La propuesta que el presidente del Gobierno desempolvó el jueves pasado de su programa electoral para que los terroristas cumplan íntegramente las penas de cárcel se ha endurecido de forma sorprendente en cinco días. El límite de permanencia en prisión no se elevará a los 30 años, sino a los 40, el doble de lo que el Código Penal establece para todos los reclusos con una sola condena grave. A ello se añade el que se pretenda cegar la vía de la reinserción para todo aquel que, además de abandonar el terrorismo, no acepte convertirse en colaborador oficial y ayude a desmantelar la organización terrorista.

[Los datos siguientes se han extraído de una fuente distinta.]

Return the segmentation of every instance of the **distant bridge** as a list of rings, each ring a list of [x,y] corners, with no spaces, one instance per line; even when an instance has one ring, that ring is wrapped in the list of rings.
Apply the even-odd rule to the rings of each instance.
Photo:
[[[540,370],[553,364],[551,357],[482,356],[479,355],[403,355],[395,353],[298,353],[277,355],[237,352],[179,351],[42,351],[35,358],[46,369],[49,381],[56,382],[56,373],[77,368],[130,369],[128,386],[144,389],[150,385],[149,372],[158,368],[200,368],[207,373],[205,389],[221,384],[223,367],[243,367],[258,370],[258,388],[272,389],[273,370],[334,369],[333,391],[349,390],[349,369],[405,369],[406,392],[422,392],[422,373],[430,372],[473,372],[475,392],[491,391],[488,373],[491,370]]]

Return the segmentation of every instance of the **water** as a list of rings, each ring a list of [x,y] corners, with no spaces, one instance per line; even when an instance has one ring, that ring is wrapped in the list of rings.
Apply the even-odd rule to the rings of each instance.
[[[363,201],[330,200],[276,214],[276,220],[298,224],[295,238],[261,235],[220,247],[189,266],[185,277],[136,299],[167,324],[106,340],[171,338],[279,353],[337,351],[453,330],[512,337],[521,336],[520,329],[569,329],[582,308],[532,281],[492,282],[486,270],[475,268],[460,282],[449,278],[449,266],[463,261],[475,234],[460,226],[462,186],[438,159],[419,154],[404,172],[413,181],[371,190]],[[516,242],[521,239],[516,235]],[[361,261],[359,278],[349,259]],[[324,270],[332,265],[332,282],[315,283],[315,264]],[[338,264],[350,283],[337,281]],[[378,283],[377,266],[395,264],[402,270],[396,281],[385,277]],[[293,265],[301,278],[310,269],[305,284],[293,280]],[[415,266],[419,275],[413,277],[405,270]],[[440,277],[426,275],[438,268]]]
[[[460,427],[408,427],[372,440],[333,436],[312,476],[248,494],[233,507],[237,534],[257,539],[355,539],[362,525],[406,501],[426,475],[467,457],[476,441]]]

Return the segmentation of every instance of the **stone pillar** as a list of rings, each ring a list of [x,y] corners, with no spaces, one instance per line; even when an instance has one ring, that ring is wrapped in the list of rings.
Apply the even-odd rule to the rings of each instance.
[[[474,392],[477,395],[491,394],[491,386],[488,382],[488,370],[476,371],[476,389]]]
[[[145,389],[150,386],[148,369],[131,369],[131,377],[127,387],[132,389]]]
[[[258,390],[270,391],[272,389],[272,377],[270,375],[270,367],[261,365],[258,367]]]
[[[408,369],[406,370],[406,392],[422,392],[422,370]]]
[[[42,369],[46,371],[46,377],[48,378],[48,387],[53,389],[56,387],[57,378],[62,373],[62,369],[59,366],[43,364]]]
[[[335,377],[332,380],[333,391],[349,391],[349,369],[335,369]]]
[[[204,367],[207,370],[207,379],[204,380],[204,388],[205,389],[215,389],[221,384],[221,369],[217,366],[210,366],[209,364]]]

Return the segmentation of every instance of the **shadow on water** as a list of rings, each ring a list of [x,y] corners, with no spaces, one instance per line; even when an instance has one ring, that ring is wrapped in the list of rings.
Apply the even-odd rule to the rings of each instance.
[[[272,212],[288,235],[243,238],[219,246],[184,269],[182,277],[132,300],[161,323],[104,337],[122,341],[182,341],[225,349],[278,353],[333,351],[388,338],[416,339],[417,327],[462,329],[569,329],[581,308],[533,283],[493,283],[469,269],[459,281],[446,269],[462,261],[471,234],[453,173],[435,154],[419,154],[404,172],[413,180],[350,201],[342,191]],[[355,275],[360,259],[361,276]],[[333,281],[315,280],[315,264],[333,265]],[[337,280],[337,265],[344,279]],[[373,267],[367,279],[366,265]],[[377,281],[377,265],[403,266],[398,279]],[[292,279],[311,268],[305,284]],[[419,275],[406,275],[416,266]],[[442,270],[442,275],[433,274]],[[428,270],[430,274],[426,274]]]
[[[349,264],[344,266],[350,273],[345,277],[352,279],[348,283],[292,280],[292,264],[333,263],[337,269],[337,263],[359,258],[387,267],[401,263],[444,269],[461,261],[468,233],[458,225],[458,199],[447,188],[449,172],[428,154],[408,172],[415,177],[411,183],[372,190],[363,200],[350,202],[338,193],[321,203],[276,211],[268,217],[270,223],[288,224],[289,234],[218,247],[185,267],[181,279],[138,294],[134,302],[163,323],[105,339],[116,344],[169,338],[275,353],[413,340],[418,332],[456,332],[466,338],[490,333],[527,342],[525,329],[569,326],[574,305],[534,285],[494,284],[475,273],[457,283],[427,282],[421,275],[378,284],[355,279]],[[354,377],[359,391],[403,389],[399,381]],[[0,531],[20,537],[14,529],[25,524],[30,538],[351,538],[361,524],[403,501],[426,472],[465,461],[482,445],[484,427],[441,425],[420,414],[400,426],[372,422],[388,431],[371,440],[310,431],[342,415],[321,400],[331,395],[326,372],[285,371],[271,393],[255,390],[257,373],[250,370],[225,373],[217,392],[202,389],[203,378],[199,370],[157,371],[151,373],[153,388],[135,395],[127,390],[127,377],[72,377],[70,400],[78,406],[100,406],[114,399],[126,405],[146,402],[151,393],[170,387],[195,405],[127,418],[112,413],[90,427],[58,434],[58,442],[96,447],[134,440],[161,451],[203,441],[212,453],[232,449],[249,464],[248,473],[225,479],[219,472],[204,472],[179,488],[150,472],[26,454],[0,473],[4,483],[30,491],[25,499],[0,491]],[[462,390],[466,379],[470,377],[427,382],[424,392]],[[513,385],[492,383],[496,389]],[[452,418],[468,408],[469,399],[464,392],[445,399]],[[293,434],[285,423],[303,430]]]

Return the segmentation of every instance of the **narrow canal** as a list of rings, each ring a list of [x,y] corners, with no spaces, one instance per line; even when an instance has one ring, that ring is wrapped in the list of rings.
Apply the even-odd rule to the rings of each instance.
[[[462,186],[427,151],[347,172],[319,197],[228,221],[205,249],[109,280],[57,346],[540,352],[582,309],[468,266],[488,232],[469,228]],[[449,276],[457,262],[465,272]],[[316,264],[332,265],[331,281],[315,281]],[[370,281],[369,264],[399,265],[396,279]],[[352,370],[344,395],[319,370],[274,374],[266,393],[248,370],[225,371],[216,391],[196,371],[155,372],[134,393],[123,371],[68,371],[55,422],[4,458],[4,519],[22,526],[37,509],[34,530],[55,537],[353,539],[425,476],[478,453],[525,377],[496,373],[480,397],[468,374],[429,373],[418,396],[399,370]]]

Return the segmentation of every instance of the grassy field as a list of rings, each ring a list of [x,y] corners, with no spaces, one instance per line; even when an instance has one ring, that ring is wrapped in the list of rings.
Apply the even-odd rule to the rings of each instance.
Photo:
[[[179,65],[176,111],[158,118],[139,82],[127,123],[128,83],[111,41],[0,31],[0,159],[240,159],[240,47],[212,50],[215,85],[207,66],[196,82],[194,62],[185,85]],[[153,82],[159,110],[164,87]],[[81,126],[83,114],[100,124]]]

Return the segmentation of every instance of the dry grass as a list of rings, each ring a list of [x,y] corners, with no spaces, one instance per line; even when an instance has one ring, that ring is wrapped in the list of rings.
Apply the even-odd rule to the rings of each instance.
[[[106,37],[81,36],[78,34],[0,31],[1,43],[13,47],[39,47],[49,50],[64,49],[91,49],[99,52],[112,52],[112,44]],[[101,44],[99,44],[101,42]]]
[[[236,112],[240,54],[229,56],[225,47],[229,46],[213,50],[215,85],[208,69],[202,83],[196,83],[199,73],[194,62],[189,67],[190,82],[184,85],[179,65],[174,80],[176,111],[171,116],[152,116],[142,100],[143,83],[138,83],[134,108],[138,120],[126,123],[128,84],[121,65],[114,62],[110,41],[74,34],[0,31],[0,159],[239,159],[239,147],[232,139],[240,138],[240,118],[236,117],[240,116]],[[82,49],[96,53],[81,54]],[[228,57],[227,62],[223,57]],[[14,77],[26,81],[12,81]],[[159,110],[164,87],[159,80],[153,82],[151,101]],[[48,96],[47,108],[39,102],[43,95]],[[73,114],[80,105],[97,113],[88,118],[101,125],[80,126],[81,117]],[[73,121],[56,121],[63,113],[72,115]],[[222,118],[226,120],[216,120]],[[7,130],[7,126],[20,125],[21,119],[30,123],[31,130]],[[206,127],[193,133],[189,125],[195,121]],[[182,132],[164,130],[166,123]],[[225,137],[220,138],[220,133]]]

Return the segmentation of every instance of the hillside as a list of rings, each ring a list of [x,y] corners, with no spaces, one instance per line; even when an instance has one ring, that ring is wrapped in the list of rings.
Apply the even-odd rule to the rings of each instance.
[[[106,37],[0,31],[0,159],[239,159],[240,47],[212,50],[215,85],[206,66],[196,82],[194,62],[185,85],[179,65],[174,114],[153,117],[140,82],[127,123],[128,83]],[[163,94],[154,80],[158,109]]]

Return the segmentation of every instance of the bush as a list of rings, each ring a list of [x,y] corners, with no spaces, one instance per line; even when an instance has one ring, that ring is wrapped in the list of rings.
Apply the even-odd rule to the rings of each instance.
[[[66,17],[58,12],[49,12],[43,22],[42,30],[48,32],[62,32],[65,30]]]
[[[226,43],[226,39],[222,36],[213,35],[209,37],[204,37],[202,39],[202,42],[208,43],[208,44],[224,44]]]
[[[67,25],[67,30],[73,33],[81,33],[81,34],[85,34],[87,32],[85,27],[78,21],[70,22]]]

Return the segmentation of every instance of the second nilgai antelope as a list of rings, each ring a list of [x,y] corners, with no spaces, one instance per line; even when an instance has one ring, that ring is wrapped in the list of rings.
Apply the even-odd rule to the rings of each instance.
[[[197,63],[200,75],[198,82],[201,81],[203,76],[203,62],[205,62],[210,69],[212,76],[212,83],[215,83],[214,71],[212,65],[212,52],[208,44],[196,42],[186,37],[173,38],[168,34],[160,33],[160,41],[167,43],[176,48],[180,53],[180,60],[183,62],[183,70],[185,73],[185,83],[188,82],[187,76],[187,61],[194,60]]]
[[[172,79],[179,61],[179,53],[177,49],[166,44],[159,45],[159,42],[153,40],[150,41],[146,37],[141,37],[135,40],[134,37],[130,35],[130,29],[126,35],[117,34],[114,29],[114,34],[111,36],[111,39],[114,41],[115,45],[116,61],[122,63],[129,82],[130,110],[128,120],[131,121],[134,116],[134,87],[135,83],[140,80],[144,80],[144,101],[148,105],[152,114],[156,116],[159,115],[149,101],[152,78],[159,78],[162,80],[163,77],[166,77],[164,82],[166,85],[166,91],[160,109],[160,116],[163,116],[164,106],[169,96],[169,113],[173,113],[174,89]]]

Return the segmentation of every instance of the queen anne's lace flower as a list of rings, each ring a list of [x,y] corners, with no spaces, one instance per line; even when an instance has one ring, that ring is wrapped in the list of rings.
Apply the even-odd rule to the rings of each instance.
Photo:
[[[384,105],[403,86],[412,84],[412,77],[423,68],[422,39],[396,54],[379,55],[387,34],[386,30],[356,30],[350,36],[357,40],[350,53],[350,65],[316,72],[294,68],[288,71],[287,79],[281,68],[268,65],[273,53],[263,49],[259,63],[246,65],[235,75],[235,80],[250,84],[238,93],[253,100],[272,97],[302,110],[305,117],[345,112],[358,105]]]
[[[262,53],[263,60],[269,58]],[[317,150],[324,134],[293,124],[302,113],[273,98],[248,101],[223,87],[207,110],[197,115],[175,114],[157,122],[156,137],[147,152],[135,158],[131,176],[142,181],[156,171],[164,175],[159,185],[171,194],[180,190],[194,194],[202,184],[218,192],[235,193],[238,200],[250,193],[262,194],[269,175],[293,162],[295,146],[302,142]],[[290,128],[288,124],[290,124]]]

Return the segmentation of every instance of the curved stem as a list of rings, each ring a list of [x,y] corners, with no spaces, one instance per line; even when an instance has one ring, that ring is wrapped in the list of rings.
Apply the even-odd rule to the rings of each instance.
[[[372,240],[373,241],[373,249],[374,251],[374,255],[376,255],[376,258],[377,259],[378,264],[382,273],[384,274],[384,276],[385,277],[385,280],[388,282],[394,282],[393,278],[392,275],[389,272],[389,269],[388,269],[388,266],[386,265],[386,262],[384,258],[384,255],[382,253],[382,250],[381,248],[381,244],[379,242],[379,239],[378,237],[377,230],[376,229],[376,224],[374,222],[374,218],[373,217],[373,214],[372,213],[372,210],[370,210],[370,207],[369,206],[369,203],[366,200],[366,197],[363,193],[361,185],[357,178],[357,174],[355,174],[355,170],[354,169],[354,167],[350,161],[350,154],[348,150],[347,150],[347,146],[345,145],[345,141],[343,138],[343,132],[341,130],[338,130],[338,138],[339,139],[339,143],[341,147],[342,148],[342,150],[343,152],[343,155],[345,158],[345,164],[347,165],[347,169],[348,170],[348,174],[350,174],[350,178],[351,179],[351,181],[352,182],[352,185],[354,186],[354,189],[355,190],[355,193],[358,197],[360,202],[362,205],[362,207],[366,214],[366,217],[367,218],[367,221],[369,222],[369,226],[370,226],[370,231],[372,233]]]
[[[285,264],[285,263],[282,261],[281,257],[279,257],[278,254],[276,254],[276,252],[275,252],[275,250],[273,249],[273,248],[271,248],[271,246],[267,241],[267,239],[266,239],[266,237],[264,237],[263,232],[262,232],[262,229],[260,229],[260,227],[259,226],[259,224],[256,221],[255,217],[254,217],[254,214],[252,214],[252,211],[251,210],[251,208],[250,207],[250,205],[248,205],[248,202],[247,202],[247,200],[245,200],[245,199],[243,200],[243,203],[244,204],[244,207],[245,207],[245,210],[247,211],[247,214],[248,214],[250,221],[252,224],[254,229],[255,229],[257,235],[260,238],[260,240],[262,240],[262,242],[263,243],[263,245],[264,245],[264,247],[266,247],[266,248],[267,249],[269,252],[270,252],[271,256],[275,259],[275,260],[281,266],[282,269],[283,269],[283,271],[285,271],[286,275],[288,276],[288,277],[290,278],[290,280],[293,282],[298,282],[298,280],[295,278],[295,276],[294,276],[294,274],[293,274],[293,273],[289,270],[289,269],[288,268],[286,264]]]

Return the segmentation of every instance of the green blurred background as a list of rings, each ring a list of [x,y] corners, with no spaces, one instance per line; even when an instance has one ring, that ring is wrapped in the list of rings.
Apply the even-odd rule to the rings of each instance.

Es tan cierto que al Partido Popular no le faltará el fervor popular en su propuesta, como que ésta abre un complejo debate sobre si vulnera la Constitución democrática, que prevé que la prisión no esté orientada al castigo sino a la reeducación y reinserción social de los delincuentes. El factor disuasorio de unas condenas más severas no debe ser desdeñado. Ni los presos por terrorismo deben obtener la libertad de forma anómala y prematura. Pero dificultar la reinserción en la sociedad de los reclusos hasta hacerla imposible supone introducir la cadena perpetua, o casi. Y eso quizá requiera otra Constitución.